Stacy, her husband, her friends on her 'second birthday' party

On the day of her transplant, Stacy’s husband and best friend filled the hospital room with party hats and balloons to celebrate this new chance at life, or as they called it, a ‘second birthday.’ The Weill Cornell Medicine and NewYork-Presbyterian Hospital team joined in on the celebrations and even completed the transplant infusion while wearing birthday hats. 

After the procedure, Stacy needed to remain in isolation for 100 days due to her weakened immune system. A Long Island resident, it was a far commute back and forth to NYC for doctors appointments, so the hospital provided her with an apartment adjacent to the Weill Cornell campus, even helping to make the space feel like home. “They made it a safe haven,” Stacy recalls fondly.  

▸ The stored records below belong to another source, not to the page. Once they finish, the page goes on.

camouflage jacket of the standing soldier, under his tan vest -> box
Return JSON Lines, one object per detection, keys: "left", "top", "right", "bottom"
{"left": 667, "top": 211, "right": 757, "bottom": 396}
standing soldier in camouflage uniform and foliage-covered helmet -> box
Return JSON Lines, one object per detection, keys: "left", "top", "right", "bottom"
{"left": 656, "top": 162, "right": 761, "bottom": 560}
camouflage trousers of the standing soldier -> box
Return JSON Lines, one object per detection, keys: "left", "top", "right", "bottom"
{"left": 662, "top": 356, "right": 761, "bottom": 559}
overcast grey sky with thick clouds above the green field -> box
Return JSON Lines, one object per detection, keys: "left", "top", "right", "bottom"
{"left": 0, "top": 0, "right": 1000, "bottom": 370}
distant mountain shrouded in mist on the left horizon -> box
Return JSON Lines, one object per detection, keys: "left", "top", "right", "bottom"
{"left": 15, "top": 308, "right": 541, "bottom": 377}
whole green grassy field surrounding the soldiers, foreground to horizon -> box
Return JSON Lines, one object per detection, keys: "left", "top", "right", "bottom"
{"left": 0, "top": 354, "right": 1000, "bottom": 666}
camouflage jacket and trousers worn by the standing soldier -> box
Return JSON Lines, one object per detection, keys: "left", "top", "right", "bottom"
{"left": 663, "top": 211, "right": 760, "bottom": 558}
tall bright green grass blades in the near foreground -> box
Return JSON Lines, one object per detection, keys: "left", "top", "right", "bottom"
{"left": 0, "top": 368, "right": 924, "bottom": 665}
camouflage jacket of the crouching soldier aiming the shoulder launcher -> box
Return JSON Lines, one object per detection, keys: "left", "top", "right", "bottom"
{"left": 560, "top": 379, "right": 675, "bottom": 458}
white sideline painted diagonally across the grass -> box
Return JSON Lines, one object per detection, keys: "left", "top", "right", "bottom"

One-year post-transplant, Stacy arrived at Dr. Shore’s office for her annual check-up when a liaison from Be The Match came in with a sealed folder containing papers that would release her donor’s contact information 

 Without hesitation, she signed the forms and called her family with the news. Stacy’s daughters immediately found Stacey’s donor, Annie Snider, on social media, including a photo where she was wearing a University of Michigan sweatshirt – the very same school one of Stacy’s daughters attended.  

Stacy and her donor, Annie

“What do you say to the person who saved your life?” Stacy recounted. “I spent hours writing my introductory email, searching for all the right words to capture my gratitude.” Luckily, Annie shared Stacy’s enthusiasm to meet and they scheduled a Zoom call that Thanksgiving.   

After Stacy was cleared to travel during COVID, she and her entire family flew out to Chicago to meet with Annie in-person for the first time. The whole experience was extremely emotional, and Stacy still recalls how moving the moment was when they met in person, “The whole restaurant was in tears as we embraced for the first time.”  

A few months later, Stacy was waiting to get her phone fixed when she struck up a conversation with the stranger next to her, sharing her journey with leukemia and the experience of meeting her donor for the first time. The person stopped her mid-story and revealed that they worked for Good Morning America and were interested in featuring her story.  

Stacy and Annie jumped onto a Zoom call with the GMA team and shared their story with the world via the video segment below: GMA Segment 

Today, Stacy, Annie, and their families remain in touch. Stacy continues to share her story, advocating for positivity and perseverance so others feel empowered to seek out the best possible healthcare. Coming up on five years of remission, Stacy works hard to remain an active, happy person, thankful for every moment she gets to spend being alive.  

Though her treatment journey is over, Stacy remains grateful to that original GMA segment playing in the background that ultimately changed the course of her care. “That’s become part of my mission,” Stacy concludes. “I want to empower people to get care where they are most comfortable and to feel confident that they are in the best hands. I’m so fortunate to have been treated at NewYork-Presbyterian Weill Cornell and I want to share that with the world.”